Inhibition by melittin of phosphorylation by protein kinase C of annexin I from cow mammary gland

Abstract

Protein kinase C (PKC) is a phosphotransferase activated by diacylglycerols, phospholipids and Ca2+, that regulates a wide variety of biological functions by phosphorylating multiple protein substrates such as annexin I. Annexin I is a phospholipid/Ca2+-binding protein distributed in various tissues, including the mammary gland, and is thought to mediate the anti-inflammatory actions of glucocorticoids by inhibiting phospholipase A2. Melittin, a phospholipase A2 activator in bee venom, is known to inhibit PKC activity when lysine-rich histone is used as the substrate. The purpose of the present study was to examine whether phosphorylation by PKC of annexin I from cow mammary gland was inhibited by melittin. Melittin inhibited annexin I phosphorylation by PKC in a dose-dependent manner, and its IC50 value (concentration causing 50% inhibition) was 0.8 μM. The phosphorylation of annexin I was also inhibited by the amphiphilic polypeptides mastoparan and polymyxin B, and their inhibitory effects were comparable to that of melittin.

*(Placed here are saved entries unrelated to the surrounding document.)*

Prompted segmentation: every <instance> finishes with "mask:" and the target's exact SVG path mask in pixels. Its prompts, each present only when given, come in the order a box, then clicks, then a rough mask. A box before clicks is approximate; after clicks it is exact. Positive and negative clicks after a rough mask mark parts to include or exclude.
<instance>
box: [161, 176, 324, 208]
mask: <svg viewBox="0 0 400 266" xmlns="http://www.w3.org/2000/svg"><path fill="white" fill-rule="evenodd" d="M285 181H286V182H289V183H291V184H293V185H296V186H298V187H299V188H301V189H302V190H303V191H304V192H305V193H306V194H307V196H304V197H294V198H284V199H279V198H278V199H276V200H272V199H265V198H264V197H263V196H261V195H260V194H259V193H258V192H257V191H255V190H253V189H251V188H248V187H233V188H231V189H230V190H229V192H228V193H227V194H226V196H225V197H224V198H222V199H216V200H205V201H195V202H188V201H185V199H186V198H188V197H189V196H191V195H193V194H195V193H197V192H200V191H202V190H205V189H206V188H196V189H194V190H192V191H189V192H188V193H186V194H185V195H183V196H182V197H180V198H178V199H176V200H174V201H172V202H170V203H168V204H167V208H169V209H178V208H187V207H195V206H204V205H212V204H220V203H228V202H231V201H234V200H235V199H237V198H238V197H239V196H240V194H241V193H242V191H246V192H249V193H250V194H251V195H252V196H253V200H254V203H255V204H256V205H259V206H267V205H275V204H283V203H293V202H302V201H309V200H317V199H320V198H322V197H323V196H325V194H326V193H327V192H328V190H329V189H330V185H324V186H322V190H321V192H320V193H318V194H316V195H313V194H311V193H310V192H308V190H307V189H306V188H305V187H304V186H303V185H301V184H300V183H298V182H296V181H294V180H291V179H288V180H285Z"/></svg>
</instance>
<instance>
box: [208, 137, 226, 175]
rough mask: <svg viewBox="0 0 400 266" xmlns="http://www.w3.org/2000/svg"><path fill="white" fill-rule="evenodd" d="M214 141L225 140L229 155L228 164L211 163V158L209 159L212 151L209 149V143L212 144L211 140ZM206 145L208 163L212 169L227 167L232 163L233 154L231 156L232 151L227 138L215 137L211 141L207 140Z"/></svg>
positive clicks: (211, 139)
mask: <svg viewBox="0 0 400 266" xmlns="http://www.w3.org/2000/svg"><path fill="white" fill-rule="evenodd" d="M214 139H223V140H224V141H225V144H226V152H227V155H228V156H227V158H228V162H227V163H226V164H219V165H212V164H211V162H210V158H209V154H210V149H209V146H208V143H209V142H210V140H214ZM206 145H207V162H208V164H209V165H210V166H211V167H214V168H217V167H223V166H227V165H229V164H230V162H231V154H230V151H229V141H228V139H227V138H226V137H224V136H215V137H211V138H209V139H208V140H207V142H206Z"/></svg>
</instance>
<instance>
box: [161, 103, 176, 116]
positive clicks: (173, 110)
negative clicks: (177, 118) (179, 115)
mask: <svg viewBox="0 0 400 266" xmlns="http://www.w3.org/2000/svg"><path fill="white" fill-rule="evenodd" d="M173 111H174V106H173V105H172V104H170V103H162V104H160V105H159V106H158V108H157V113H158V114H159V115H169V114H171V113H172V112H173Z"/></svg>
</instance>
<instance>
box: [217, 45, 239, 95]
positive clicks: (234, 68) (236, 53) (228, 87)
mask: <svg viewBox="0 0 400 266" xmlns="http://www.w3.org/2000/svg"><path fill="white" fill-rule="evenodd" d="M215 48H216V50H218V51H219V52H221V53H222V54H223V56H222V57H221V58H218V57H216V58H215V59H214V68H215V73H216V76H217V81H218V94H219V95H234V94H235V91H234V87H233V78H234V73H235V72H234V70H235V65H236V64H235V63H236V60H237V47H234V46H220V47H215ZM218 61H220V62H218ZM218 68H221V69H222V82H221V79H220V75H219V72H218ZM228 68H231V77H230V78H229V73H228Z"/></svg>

The surface-inactive polypeptide bacitracin was less effective. The inhibition by melittin was effectively reversed by the excess addition of phosphatidylserine, but not distinctly by 1-oleoyl-2-acetyl-sn-glycerol or Ca2+, suggesting that melittin inhibited the phosphorylation of annexin I by interacting with phosphatidylserine. The inhibition by melittin of PKC phosphorylation of annexin I seems to be pathophysiologically important, because a melittin-like phospholipase A2-stimulatory protein is present in bovine endothelial cells.